I can't believe I found this link! I have known a version of this song since I was little (I'm 56). It's an old family favorite, and I've NEVER known anyone else who'd heard any part of it.

It's the only song I ever knew my Grandfather John Paulk to sing. He'd sing it when he held a couple of us grandchildren on his knees (which made us giggle).
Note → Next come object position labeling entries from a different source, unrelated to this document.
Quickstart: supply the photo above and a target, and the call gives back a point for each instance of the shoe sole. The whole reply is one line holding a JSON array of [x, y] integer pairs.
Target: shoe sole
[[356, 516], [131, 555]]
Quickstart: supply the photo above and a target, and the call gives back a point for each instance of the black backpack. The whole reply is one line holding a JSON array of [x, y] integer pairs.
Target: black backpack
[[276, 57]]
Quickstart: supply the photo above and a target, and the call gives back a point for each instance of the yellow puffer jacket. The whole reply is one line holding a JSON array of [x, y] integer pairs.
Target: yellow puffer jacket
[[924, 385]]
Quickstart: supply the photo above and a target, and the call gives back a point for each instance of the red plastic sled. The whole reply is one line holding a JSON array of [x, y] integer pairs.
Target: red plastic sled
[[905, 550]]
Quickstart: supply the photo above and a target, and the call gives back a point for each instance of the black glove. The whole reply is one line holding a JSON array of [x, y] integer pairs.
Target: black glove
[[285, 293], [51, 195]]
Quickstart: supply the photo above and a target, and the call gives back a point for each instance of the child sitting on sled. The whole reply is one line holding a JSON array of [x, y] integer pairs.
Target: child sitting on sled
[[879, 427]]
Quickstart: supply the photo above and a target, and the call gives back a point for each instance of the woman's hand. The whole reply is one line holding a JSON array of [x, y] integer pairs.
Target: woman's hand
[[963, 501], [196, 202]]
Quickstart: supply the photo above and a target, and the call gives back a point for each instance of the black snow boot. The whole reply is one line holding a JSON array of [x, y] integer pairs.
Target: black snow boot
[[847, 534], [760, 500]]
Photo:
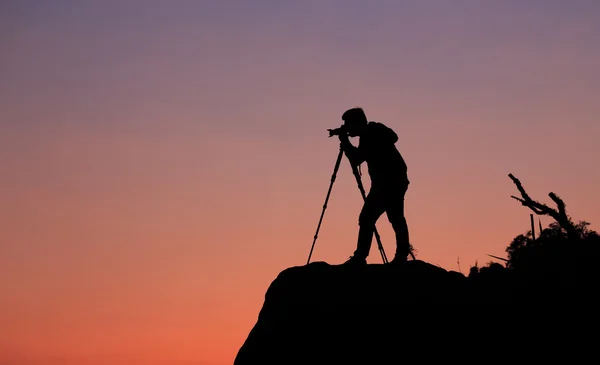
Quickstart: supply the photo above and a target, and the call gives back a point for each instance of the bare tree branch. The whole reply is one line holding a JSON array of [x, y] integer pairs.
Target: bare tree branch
[[560, 214]]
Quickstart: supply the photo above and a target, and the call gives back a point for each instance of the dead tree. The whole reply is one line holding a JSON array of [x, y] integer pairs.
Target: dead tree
[[560, 214]]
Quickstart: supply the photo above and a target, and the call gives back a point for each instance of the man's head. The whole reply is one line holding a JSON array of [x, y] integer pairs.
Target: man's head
[[355, 121]]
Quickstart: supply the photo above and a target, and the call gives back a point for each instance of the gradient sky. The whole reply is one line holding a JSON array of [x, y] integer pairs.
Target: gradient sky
[[163, 161]]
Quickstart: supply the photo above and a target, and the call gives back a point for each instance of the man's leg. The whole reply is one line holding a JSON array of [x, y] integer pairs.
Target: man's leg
[[373, 208], [395, 214]]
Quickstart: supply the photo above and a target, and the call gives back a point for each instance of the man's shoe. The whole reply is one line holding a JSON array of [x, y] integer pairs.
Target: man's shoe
[[357, 261], [399, 260]]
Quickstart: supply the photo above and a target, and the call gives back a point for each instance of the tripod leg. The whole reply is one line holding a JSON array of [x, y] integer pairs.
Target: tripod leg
[[335, 170]]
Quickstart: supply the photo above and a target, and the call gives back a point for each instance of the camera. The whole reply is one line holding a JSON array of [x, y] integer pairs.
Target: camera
[[337, 131]]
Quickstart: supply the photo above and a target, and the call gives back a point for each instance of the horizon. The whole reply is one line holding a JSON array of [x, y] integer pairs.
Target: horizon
[[163, 163]]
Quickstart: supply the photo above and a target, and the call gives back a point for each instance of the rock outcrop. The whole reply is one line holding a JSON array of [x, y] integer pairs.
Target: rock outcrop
[[379, 314]]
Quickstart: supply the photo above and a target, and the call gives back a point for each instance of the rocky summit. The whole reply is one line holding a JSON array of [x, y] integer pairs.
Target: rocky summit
[[381, 314]]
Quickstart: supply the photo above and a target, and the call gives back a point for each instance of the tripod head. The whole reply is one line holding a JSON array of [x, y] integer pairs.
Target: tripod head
[[337, 131]]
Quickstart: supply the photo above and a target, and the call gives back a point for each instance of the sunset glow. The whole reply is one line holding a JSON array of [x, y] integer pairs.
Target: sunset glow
[[163, 161]]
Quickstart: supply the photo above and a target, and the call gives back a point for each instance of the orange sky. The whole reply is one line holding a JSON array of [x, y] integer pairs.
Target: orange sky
[[161, 164]]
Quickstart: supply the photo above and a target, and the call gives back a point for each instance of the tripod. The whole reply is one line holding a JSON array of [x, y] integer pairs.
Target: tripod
[[364, 195]]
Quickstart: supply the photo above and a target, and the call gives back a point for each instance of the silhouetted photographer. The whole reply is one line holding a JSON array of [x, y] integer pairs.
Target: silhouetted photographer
[[389, 181]]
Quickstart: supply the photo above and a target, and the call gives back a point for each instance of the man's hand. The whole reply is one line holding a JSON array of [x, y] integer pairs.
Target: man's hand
[[337, 131]]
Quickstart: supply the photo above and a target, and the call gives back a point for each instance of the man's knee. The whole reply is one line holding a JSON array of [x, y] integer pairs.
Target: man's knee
[[367, 219]]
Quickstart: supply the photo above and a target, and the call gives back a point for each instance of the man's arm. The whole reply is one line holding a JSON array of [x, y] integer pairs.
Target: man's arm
[[354, 154]]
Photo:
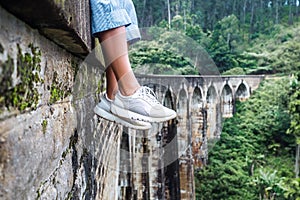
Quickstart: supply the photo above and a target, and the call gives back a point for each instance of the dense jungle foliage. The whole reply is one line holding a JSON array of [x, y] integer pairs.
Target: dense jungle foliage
[[256, 156], [241, 37]]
Grandpa Paulk was born in 1890 in a dugout in "Indian Territory"(later Oklahoma) and grew up there and in Arkansas in a dirt-poor family of eight children who lived past infancy. My grandfather had less than a year of formal schooling (in a "brush arbor") and owned no shoes until he was an adult and bought them himself. He lived, worked, and raised a family in Coffeyville, Kansas, and was proud to have paid cash for every car he ever owned. In the 1950s he drove Cadillacs; in the 1960s and 70s, he switched to Mercedes Benzes, because "they're the best car you can buy."

I am quite sure Grandpa said he learned this song from his father, Selden Paulk, after Selden returned home from the Civil War (Selden joined the Union Army near the end of the war at about age 16 and received an Army pension until his death in 1940.) This is how my grandfather, aunts and cousins all sang it:

Cross-eyed baby on each knee
And a woman with a plaster on her nose.
I tell you, boys, it ain't no fun
When you have to wear second-hand clothes.

Stay away from the girls, I say,
And give them plenty of room.
For when you're wed, they'll beat you till you're dead
With the bald-headed end of the broom.

If I can figure out how to post the tune, I will. Can anyone tell me how to listen to the tunes on this site?